AllReduce hangs due to no device_id into init_process_group #142356

youth123 · 2024-12-09T07:53:09Z

🐛 Describe the bug

In pytorch 2.2 or later, when initializing a distributed environment, if you do not pass device_id to the init_process_group function but pass it through the set_device, the allreduce primitive hangs or NCCL directly reports an error. This question only comes up on allreduce primitives, does anyone know why?
You can run the example below with torchrun --nproc_per_node 4 test.py

import torch
import torch.distributed as dist
import os

init_method = 'tcp://'
master_ip = os.getenv('MASTER_ADDR', 'localhost')
world_size = 4

default_master_port = '6000'
master_port = os.getenv('MASTER_PORT', default_master_port)
init_method += master_ip + ':' + master_port
rank = int(os.getenv('RANK', '0'))
# correct init
# torch.distributed.init_process_group(
#     backend="nccl",
#     world_size=world_size, rank=rank, device_id=torch.device(f"cuda:{rank}"), init_method=init_method)

# will cause allreduce hang
torch.cuda.set_device(torch.device(f"cuda:{rank}"))
torch.distributed.init_process_group(
     backend="nccl",
     world_size=world_size, rank=rank, init_method=init_method)

cur_rank = torch.distributed.get_rank()
if cur_rank == 0 or cur_rank == 1:
    gqa_group = torch.distributed.new_group([0, 1])
else:
    gqa_group = torch.distributed.new_group([2, 3])
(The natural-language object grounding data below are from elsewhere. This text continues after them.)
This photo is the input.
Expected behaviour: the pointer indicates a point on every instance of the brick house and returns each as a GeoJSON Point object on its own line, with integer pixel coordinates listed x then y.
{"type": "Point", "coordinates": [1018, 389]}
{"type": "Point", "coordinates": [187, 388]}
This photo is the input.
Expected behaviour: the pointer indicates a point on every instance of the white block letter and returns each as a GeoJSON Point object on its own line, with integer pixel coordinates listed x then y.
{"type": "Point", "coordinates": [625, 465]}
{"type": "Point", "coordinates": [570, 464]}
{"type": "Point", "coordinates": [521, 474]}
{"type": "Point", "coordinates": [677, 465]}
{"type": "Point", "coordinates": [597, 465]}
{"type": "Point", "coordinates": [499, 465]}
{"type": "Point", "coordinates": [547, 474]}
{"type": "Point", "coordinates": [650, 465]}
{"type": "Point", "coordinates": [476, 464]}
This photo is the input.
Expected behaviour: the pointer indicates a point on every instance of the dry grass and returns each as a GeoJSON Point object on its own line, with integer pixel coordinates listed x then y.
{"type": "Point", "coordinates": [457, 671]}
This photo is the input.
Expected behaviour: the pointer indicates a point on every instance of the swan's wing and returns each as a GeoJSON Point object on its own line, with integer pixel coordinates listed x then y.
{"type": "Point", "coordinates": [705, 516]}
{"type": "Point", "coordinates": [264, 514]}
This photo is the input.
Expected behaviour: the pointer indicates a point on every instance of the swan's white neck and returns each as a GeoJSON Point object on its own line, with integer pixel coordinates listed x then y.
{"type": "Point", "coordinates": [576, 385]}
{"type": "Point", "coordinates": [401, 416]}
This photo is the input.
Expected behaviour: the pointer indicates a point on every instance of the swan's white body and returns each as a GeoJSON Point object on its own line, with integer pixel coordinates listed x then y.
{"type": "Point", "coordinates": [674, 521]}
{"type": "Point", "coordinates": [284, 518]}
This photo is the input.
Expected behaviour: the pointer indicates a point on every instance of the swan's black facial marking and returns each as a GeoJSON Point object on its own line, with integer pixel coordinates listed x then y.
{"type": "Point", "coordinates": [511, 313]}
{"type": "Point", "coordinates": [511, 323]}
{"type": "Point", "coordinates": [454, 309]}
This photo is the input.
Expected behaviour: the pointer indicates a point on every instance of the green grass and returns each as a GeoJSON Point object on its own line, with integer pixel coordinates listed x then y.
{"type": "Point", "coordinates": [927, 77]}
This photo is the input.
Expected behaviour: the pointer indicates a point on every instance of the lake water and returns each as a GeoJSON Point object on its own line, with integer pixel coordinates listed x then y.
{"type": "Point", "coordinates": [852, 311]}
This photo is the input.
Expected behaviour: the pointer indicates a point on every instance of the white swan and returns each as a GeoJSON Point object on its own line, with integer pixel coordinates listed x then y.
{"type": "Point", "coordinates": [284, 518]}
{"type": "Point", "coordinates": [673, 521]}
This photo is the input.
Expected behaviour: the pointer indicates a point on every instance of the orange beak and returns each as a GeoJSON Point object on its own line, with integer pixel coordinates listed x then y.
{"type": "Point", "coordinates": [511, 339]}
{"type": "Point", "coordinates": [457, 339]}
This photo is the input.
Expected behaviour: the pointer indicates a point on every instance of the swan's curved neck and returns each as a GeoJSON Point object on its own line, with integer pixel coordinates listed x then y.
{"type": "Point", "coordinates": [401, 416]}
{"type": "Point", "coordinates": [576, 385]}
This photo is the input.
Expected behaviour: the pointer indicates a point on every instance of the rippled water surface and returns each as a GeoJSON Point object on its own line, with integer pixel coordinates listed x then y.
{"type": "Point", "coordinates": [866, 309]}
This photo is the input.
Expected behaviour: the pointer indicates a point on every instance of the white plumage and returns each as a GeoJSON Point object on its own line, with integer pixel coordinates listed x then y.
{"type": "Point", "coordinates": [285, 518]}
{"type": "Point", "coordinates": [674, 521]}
a = torch.tensor(1, device=cur_rank)
torch.distributed.all_reduce(a, group=gqa_group)

Versions

pytorch 2.5

cc @H-Huang @awgu @kwen2501 @wanchaol @fegin @fduwjj @wz337 @wconstab @d4l3k @c-p-i-o

The text was updated successfully, but these errors were encountered:

XilunWu · 2024-12-09T19:04:11Z

I tried to reproduce the hang but couldn't. Instead, it's a NCCL error:

misc/socket.cc:484 NCCL WARN socketStartConnect: Connect to 2803:6082:c0b4:8500::1<35393> failed : Software caused connection abort
[rank1]: Traceback (most recent call last):
[rank1]:   File "test_allreduce.py", line 49, in <module>
[rank1]:     torch.distributed.all_reduce(a, group=gqa_group)
[rank1]:   File "torch/distributed/c10d_logger.py", line 81, in wrapper
[rank1]:     return func(*args, **kwargs)
[rank1]:   File "torch/distributed/distributed_c10d.py", line 2773, in all_reduce
[rank1]:     work = group.allreduce([tensor], opts)
[rank1]: torch.distributed.DistBackendError: NCCL error in: torch/csrc/distributed/c10d/NCCLUtils.hpp:269, unhandled system error (run with NCCL_DEBUG=INFO for details), NCCL version 2.21.5
[rank1]: ncclSystemError: System call (e.g. socket, malloc) or external library call failed or device error. 
[rank1]: Last error:
[rank1]: socketStartConnect: Connect to <host>::1<35393> failed : Software caused connection abort
W1209 11:00:32.851000 1935266 torch/distributed/elastic/multiprocessing/api.py:897] Sending process 1935505 closing signal SIGTERM
W1209 11:00:32.852000 1935266 torch/distributed/elastic/multiprocessing/api.py:897] Sending process 1935507 closing signal SIGTERM
W1209 11:00:32.853000 1935266 torch/distributed/elastic/multiprocessing/api.py:897] Sending process 1935508 closing signal SIGTERM

The test code I'm using:

import os

import torch
import torch.distributed as dist

from torch.testing._internal.common_utils import find_free_port

init_method = "tcp://"
master_ip = os.getenv("MASTER_ADDR", "localhost")
world_size = 4

default_master_port = find_free_port()
master_port = os.getenv("MASTER_PORT", default_master_port)
init_method += master_ip + ":" + master_port
rank = int(os.getenv("RANK", "0"))

# When `use_set_device == True`, the program has a good chance to fail with NCCL error.
use_set_device = True

if use_set_device:
    # will cause allreduce hang
    torch.cuda.set_device(torch.device(f"cuda:{rank}"))
    dist.init_process_group(
        backend="nccl",
        world_size=world_size,
        rank=rank,
        init_method=init_method,
    )
else:
    # correct init
    dist.init_process_group(
        backend="nccl",
        world_size=world_size,
        rank=rank,
        device_id=torch.device(f"cuda:{rank}"),
        init_method=init_method,
    )


# test code
cur_rank = torch.distributed.get_rank()
if cur_rank == 0 or cur_rank == 1:
    gqa_group = torch.distributed.new_group([0, 1])
else:
    gqa_group = torch.distributed.new_group([2, 3])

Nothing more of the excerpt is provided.